Sassy Pants has a slightly ludic atmosphere akin to another tale of teen alienation, Dear Lemon Lima, but it unfolds like a fable in which only Bethany doesn’t feel like a canned caricature. And no matter how wittingly excessive the film is in its depiction of the monstrosity of parents, parental smothering will always seem prosaic when we think of Dogtooth’s masterful exposé of normativity’s artifice. Sassy Pants wants to think of Bethany’s predicament as particularly horrific, but compared to the gravitas of Dogtooth, its visual arguments seem facile (Bethany’s mother acts either too civil or not fantastic enough). And while Dear Lemon Lima really owned its colorful cotton-candy aesthetic, creating the feeling that we were roaming through the teen girl’s world, Sassy Pants isn’t willing to give up realism altogether, and definitely not rapid linearity. It can sometimes feel like the script is smothering the story as much as the mother is smothering the daughter. And it sometimes emblematizes American cinema’s knack for expressing its ideas in the most literal and vulgar fashion as cinematically possible, refusing to devote as much attention to the characters as it does to the narrative events. So the liberation of the geeky young girl is, of course, achieved through her fashion sense, helped by an effeminate gay guy who calls her “girlfriend,” and somatized in the way she becomes progressively more gorgeously put together.
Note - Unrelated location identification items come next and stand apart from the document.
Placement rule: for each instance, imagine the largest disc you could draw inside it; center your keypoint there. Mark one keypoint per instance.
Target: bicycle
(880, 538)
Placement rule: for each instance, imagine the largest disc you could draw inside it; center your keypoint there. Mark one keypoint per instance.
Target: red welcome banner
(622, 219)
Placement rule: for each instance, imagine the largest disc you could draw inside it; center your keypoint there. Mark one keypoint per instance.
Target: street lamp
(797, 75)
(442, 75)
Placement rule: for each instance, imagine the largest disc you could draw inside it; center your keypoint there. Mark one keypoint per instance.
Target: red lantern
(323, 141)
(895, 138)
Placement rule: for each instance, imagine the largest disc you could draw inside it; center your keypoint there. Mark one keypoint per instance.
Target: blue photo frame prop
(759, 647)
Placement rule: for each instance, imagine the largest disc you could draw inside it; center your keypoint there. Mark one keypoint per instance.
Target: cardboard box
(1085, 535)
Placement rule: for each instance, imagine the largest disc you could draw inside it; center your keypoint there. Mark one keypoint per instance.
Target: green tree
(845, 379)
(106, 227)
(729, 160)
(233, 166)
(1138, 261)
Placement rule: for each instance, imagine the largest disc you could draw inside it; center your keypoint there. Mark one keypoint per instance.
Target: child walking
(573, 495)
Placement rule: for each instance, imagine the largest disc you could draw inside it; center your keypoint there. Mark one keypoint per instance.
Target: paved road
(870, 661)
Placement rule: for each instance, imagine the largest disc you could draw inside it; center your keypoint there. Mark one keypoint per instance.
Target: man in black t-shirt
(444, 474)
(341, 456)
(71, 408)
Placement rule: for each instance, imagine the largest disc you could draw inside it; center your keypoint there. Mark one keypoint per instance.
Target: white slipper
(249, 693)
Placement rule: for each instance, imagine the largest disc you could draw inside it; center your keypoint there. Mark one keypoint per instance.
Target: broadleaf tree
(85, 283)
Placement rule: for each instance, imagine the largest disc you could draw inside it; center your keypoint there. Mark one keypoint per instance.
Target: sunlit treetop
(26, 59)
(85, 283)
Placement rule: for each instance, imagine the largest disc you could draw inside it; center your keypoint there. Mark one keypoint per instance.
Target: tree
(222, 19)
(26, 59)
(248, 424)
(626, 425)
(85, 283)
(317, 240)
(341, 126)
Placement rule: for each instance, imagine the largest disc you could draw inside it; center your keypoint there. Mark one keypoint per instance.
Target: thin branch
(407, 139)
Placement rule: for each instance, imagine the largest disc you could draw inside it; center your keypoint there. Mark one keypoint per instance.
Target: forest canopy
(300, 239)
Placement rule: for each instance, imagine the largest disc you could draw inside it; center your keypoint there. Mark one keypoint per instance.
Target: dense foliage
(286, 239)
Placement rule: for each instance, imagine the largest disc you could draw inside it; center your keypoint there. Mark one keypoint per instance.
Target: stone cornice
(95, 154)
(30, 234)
There’s a really sweet scene, however, that suggests the film Sassy Pants could have been, one more willing to linger on the affective exchanges between real characters. Bethany has returned home after leaving to be with her father and his boyfriend. She’s now fashionable, pretty, self-confident, and a little freer. Her little brother asks if he can have her eyeliner and she’s caught off guard by the request—just as we’re caught off guard to be witnessing such a vulnerable exchange. She promptly hands him the makeup and tells him how it’s done, and when he shows up all emo-like at school he’s naturally bullied. It’s as if, in an act of kinship, she’s passed on a baton, or in this case a sash.